People did not want to believe that a large multinational company would say no to growth, and accordingly, there were sundry reports of new factories in the past. These reports were all shot down.
The new report is by Reuters reporter Norihiko “Nori” Shirouzu. He’s one of the best, and you can take his reports to the bank. Nori says that Toyota “is looking to open two new assembly plants in China and another in Mexico,” and he has it from “four executives familiar with the company’s plans.” In Detroit, Nori cornered Jim Lentz, head of Toyota’s North American operations. Confronted with the findings, Lentz conceded that Toyota “will climb the staircase” again. Toyota will do it carefully, “it’s not going to be growth for growth’s sake.”

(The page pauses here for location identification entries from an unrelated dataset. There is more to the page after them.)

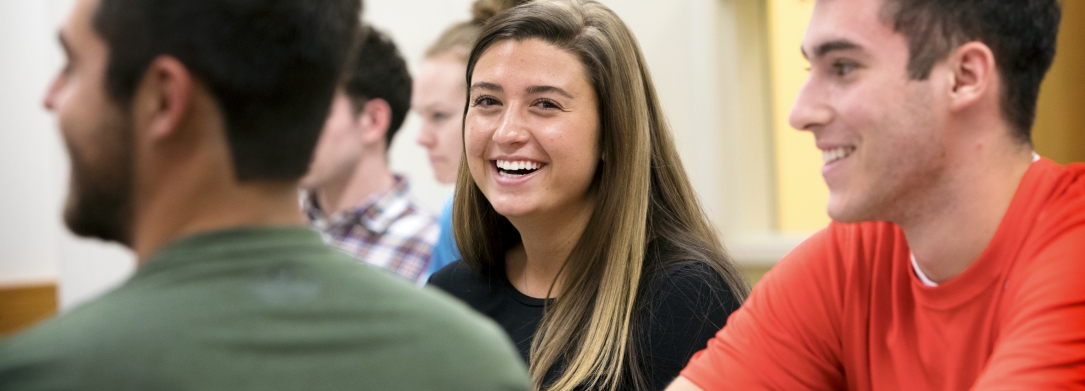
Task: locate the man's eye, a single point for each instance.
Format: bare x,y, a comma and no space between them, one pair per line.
843,67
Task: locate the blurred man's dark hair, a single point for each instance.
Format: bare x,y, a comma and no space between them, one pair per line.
1020,34
380,72
266,66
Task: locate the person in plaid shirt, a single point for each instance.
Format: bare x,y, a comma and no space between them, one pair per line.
349,194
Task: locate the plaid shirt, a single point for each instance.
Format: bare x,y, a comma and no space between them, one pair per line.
388,230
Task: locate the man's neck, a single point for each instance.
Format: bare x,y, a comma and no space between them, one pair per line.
369,177
178,214
951,230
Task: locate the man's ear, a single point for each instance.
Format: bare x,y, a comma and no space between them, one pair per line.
974,74
163,98
374,120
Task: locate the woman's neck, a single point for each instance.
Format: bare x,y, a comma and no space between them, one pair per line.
534,264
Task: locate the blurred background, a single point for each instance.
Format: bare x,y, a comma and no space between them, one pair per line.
726,71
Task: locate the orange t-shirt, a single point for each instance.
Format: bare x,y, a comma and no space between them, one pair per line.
844,311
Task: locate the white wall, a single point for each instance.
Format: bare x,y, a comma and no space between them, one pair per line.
678,38
34,244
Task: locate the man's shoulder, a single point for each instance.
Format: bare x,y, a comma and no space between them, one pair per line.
849,246
411,219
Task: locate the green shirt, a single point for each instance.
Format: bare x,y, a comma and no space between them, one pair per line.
263,308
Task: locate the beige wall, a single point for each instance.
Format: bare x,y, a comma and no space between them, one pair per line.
1059,133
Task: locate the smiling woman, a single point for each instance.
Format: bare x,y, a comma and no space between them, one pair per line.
578,228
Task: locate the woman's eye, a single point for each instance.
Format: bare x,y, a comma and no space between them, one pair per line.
484,102
546,103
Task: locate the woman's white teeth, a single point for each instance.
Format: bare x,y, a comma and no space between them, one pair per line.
514,168
510,165
837,153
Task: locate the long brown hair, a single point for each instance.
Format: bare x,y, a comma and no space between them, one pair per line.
641,191
461,36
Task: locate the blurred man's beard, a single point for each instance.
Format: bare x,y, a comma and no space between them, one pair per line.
99,203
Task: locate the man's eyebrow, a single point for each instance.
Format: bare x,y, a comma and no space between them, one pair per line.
826,48
543,89
486,86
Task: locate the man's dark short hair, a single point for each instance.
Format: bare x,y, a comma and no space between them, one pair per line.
271,66
1021,34
380,72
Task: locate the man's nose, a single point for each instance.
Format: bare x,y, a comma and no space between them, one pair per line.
811,109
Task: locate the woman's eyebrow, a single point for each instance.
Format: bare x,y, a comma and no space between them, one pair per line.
541,89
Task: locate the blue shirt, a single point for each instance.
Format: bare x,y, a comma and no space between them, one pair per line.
445,251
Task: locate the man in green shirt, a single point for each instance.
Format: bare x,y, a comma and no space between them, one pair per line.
189,123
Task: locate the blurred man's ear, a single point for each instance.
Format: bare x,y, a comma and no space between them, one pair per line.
374,120
163,97
973,73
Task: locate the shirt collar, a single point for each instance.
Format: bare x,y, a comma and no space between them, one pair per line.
377,213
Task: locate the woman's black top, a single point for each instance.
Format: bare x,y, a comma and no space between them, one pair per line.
683,305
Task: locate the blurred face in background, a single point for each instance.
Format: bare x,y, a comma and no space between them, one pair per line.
438,98
339,148
97,131
532,130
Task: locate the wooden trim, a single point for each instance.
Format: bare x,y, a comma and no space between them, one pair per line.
22,306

The plans still have not been greenlighted, and in the past, well-laid plans for expansion were stopped at the top. In the past weeks, there were noises at Toyota that it will stick to its “no new factories before March 31, 2016” plan. However, one should expect new factories soon thereafter.
“Even if we decide today, plans, permits etc. will take some time. 2016 is next year,” a Toyota exec told me before Christmas. Nori was warned that new assembly lines in Mexico and China could offset older factories that get closed as “part of an overhaul of its production systems.”